Computer Science Department
School of Computer Science, Carnegie Mellon University
Automatic Modeling and Localization for Object Recognition
Mark Damon Wheeler
In this thesis, we present novel algorithms for localizing 3D objects in 3D range-image data (3D-3D localization) and for localizing 3D objects in 2D intensity-image data (3D-2D localization). Our localization algorithms utilize robust statistical techniques to reduce the sensitivity of the algorithms to the noise, clutter, missing data, and occlusion which are common in real images. Our localization results demonstrate that our algorithms can accurately determine the pose in noisy, cluttered images despite significant errors in the initial pose estimate.
Acquiring accurate object models that facilitate localization is also of great practical importance for object recognition. In the past, models for recognition and localization were typically created by hand using computer-aided design (CAD) tools. Manual modeling suffers from expense and accuracy limitations. In this thesis, we present novel algorithms to automatically construct object-localization models from many images of the object. We present a consensus-search approach to determine which parts of the image justifiably constitute inclusion in the model. Using this approach, our modeling algorithms are relatively insensitive to the imperfections and noise typical of real image data. Our results demonstrate that our modeling algorithms can construct very accurate geometric models from rather noisy input data.

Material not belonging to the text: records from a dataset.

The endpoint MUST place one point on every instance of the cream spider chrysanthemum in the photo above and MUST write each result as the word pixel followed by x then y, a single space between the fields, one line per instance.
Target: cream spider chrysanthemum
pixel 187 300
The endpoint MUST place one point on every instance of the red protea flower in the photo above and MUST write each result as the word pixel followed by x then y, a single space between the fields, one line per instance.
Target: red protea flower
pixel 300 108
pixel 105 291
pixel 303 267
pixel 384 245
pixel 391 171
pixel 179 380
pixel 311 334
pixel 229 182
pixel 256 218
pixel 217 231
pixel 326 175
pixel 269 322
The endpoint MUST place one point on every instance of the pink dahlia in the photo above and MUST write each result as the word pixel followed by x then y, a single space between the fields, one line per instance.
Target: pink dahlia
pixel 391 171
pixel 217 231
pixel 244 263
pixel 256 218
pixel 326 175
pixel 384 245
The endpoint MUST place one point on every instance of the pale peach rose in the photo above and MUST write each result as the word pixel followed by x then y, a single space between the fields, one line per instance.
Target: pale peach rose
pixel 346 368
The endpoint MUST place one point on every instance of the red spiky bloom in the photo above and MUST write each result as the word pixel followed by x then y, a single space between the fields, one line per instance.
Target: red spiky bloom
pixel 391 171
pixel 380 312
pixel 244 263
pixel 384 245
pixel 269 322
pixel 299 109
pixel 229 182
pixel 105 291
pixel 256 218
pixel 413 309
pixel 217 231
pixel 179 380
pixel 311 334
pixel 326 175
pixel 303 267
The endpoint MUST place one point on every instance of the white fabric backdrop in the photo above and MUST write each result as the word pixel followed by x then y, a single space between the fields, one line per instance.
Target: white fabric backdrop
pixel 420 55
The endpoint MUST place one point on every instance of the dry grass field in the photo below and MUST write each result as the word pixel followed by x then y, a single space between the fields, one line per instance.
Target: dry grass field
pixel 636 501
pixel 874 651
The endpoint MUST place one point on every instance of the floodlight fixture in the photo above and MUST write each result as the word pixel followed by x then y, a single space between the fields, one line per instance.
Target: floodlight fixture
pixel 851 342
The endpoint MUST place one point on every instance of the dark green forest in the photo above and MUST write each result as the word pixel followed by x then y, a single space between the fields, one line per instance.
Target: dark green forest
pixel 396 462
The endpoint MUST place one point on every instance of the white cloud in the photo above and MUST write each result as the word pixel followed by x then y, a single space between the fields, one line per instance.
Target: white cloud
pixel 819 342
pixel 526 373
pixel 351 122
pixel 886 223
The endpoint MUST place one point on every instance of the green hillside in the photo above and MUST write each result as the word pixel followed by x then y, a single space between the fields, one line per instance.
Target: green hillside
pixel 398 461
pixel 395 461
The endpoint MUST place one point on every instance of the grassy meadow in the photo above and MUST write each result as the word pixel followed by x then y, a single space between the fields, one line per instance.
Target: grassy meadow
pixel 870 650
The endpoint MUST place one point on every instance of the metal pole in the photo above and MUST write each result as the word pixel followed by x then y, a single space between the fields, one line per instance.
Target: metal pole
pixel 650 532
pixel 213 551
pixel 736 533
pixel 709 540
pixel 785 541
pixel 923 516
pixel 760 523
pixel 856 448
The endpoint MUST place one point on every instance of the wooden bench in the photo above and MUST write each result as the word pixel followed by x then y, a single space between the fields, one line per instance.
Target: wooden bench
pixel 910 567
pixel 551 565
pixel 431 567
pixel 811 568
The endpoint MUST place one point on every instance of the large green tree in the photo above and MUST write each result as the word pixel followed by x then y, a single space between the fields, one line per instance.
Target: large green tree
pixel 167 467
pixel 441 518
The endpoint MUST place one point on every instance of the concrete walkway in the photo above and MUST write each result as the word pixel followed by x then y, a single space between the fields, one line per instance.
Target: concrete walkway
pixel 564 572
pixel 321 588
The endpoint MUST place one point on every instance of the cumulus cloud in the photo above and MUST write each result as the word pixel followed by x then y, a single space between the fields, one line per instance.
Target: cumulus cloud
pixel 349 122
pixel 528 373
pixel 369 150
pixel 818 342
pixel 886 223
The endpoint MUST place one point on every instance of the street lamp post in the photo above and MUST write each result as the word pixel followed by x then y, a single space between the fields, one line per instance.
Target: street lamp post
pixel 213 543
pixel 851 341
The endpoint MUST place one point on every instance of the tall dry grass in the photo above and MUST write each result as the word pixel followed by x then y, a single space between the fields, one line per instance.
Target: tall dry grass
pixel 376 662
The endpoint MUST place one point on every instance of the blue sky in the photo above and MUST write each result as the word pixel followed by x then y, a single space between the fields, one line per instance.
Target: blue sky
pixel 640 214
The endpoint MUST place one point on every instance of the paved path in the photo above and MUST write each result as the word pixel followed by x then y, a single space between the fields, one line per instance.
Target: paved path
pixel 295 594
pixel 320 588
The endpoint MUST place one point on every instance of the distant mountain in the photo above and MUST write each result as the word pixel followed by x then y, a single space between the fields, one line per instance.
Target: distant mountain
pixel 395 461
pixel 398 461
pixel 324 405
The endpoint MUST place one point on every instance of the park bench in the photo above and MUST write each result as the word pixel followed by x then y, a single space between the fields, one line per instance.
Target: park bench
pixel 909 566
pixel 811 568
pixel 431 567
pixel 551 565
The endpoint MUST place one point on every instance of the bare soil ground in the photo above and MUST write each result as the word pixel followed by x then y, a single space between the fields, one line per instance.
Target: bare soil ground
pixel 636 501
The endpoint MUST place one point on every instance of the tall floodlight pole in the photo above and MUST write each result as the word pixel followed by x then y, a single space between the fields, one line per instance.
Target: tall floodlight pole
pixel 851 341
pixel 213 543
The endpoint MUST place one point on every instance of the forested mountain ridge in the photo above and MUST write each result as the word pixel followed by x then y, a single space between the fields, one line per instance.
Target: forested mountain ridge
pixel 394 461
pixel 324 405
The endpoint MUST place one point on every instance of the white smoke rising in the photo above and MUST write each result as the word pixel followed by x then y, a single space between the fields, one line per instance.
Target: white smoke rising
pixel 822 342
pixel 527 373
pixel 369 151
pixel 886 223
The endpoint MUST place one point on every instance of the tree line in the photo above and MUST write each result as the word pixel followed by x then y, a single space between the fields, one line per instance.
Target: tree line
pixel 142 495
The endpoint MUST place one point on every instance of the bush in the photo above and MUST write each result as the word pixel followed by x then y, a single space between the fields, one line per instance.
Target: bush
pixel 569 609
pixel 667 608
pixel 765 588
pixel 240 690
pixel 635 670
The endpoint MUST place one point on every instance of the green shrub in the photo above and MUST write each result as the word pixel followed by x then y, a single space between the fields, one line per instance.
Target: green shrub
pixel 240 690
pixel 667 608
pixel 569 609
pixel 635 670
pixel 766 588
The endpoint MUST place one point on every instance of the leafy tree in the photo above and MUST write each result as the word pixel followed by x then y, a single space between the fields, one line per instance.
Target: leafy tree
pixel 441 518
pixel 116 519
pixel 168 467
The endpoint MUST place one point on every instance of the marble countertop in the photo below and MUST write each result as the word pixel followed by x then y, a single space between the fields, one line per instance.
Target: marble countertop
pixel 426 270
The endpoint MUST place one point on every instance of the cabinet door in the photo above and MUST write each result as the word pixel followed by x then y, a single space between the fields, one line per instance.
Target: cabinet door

Our robust algorithms for modeling and localization in many ways unify the treatment of these problems in the range image and intensity image domains. The modeling and localization framework presented in this thesis provides a sound basis for building reliable object-recognition systems.
We have analyzed the performance of our modeling and localization algorithms on a wide variety of objects. Our results demonstrate that that our algorithms improve upon previous approaches in terms of accuracy and reduced sensitivity to the typical imperfections of real image data.